Niskanen takes the blame for all three Lightning goals

There was no tougher critic on Matt Niskanen’s Game 5 performance on Saturday than Niskanen himself.

Niskanen and his defensive partner, Dmitry Orlov, were on the ice for all three of the Tampa Bay Lightning’s three goals in the Capitals’ 3-2 loss. That was striking given the Orlov-Niskanen duo is typically Washington’s best defensive pair.

That was not the case on Saturday and Niskanen took full responsibility afterward.

“First three goals are all my fault,” Niskanen said. “I had a tough first 20:30 so I've got to be better next game.”

Pretty much no one played the first goal right.

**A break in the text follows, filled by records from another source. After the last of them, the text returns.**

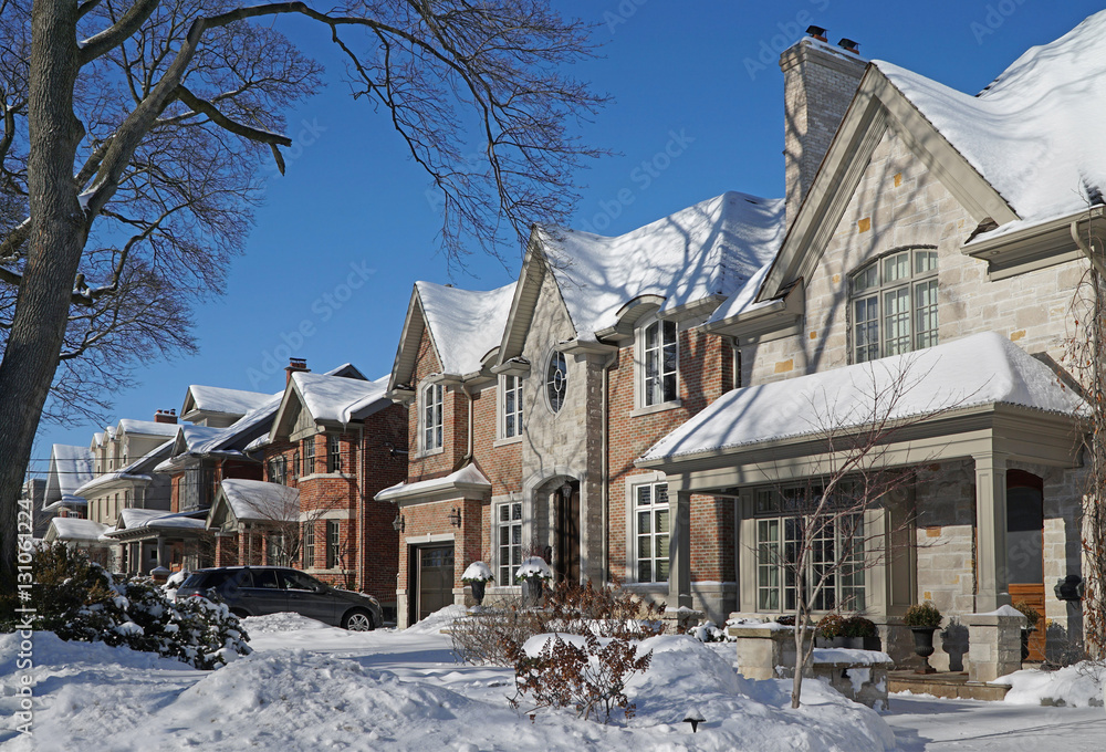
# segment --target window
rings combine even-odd
[[[806,490],[758,491],[757,511],[782,511],[803,503]],[[807,593],[812,583],[825,579],[812,607],[817,612],[864,610],[864,516],[847,514],[826,520],[818,530],[808,532],[810,515],[761,518],[757,526],[757,609],[760,612],[792,610],[796,606],[795,562],[800,546],[808,539],[810,555],[804,567]],[[839,566],[838,566],[839,562]],[[836,570],[836,571],[834,571]]]
[[[514,583],[514,571],[522,564],[522,502],[499,505],[499,575],[500,585]]]
[[[326,521],[326,568],[333,570],[338,565],[341,558],[341,542],[338,533],[341,526],[337,520]]]
[[[315,437],[303,440],[303,474],[315,474]]]
[[[655,321],[641,332],[641,405],[662,405],[679,396],[676,322]]]
[[[326,472],[342,472],[342,437],[337,434],[326,437]]]
[[[668,582],[668,483],[638,485],[634,494],[635,554],[639,583]]]
[[[556,351],[550,353],[550,359],[545,365],[545,396],[549,399],[550,409],[560,412],[564,406],[564,395],[568,387],[568,364],[565,363],[564,353]]]
[[[430,384],[422,389],[422,451],[441,449],[441,385]]]
[[[853,362],[937,344],[937,251],[886,255],[853,274]]]
[[[503,398],[500,410],[503,420],[500,438],[510,439],[522,436],[522,378],[519,376],[501,376]]]
[[[315,566],[315,523],[303,523],[303,568]]]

The goal came just 19 seconds into the game. Orlov turned the puck over in the neutral zone and Evgeny Kuznetsov looked like he could have gotten the puck, but instead played the body of Cedric Paquette. Niskanen stepped up at the blue line, but the Lightning got the puck past him creating a short rush that beat Braden Holtby who was way too far back in the crease.

Yes, Niskanen got caught a bit high, but he was just as at fault as Orlov, Kuznetsov and Holtby.

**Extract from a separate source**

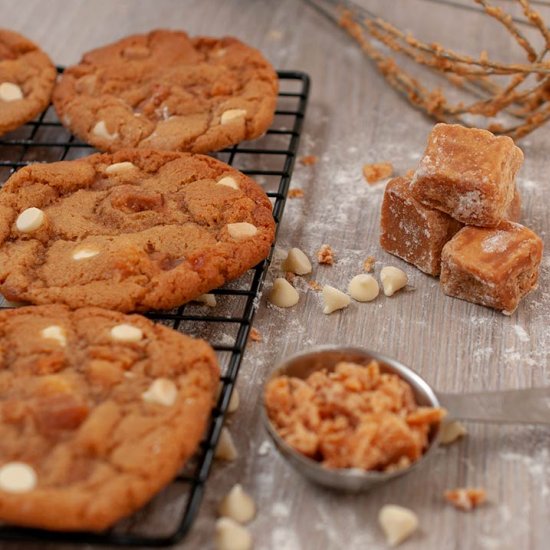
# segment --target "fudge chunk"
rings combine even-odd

The second goal happened because Steven Stamkos tripped Orlov to create a turnover and it wasn’t called.

Niskanen got in between Ondrej Palat and the puck, but Palat beat both him and Holtby on the shot. Not sure I would put this one on Niskanen.

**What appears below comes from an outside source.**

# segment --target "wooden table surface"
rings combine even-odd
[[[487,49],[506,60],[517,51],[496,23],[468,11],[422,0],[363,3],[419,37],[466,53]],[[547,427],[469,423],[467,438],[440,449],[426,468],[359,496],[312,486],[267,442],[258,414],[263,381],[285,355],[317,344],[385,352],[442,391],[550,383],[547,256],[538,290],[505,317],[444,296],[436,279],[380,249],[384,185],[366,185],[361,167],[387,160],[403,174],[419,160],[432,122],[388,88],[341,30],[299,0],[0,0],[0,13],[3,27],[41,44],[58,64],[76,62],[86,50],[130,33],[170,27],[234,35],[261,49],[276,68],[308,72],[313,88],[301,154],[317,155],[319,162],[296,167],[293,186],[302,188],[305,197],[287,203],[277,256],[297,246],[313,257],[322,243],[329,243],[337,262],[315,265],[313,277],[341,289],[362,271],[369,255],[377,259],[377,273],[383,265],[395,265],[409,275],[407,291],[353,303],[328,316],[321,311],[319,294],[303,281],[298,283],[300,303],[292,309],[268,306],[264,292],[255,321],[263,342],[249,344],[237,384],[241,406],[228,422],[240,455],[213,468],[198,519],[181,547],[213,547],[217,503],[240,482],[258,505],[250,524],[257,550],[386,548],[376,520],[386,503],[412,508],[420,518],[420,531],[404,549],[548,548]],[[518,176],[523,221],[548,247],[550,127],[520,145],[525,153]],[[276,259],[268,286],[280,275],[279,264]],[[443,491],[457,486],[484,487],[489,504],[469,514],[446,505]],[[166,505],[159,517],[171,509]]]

The third goal…well, that one was a bad play by Niskanen.

When you go one-on-one with a player, a defenseman cannot allow that player to turn the corner. That’s especially true when that player is defenseman Anton Stralman who is not exactly gifted with blazing speed. This was just a complete misplay.

Regardless of how many goals were strictly on Niskanen, that’s not the point. This was a message not so much to the media but to the team. That message was this: This one’s on me, I will be better next game.

Leaders always take responsibility. Niskanen is taking the blame here and saying he will be better in the hopes the team around him will be better as well.

They will need to be to win Game 6.

“A lot of people counted us out when we were down 0-2 in the first round,” Niskanen said. “Things got hard in the last series where we could have melted and we just kept playing. So that's what we've got to do again, bring our best effort for Game 6 at home, win a game and then we'll go from there.

“But we're focused on bringing our best game of the season for Game 6 and we'll be ready to go.”